How Russell portrayed Coraline is not how I have envisioned her at ALL over the years.  I thought that she was too old and too blond.  And that threw me out of the GN for its entirety.  I just couldn't get over how WEIRD Coraline looked.  Also, as happens with a graphic novel, the dialogue was, well, just that,  dialogue.  There's not a lot of descriptors going on because you're supposed to DRAW that stuff.  So when I read the GN of Coraline in comparison with the book, I realized that I just love the book so much more.

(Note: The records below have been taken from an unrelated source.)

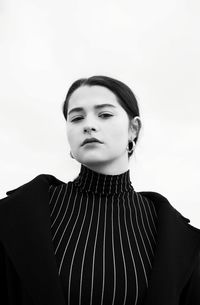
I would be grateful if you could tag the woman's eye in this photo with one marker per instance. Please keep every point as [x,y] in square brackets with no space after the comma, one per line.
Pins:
[76,119]
[105,115]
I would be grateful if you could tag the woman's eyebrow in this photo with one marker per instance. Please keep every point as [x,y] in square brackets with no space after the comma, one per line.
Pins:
[79,109]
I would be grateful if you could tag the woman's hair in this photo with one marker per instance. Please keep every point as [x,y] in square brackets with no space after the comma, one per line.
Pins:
[123,93]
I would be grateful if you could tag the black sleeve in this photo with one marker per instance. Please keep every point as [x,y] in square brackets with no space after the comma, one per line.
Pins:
[191,292]
[3,281]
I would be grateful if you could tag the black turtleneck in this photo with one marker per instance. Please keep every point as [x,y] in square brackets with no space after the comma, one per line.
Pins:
[104,237]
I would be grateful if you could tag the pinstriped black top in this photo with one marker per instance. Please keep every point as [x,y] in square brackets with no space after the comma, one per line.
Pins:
[104,237]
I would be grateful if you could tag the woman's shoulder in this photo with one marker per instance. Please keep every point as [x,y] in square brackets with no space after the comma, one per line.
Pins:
[39,180]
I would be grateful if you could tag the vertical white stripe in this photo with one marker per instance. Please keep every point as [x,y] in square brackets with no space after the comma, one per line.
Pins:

Maybe that's because Gaiman is an amazing writer.  I mean, of the few books I've read by him, I actually like Coraline the best (to be fair, I've only read about three books by him, so that opinion could change).  I think it's a great book and so very his style and manages to be a decently creepy kids book with this awesomely independent kid.  I just don't think it translated well into graphic novel.  I feel like something was lost.

That's not to say that EVERYTHING about the graphic novel was terrible.  I really liked Russell's portrayal of The Other Mother.  She was creepy, and seeing her in a multitude of frames, really just drove home that extreme creepiness.  And I liked that we got to see the house.  It was, actually, exactly how I pictured it in my head.

Coraline is a GREAT book, but if you want to read the story, pick up the book.  It's actually probably shorter than the graphic novel.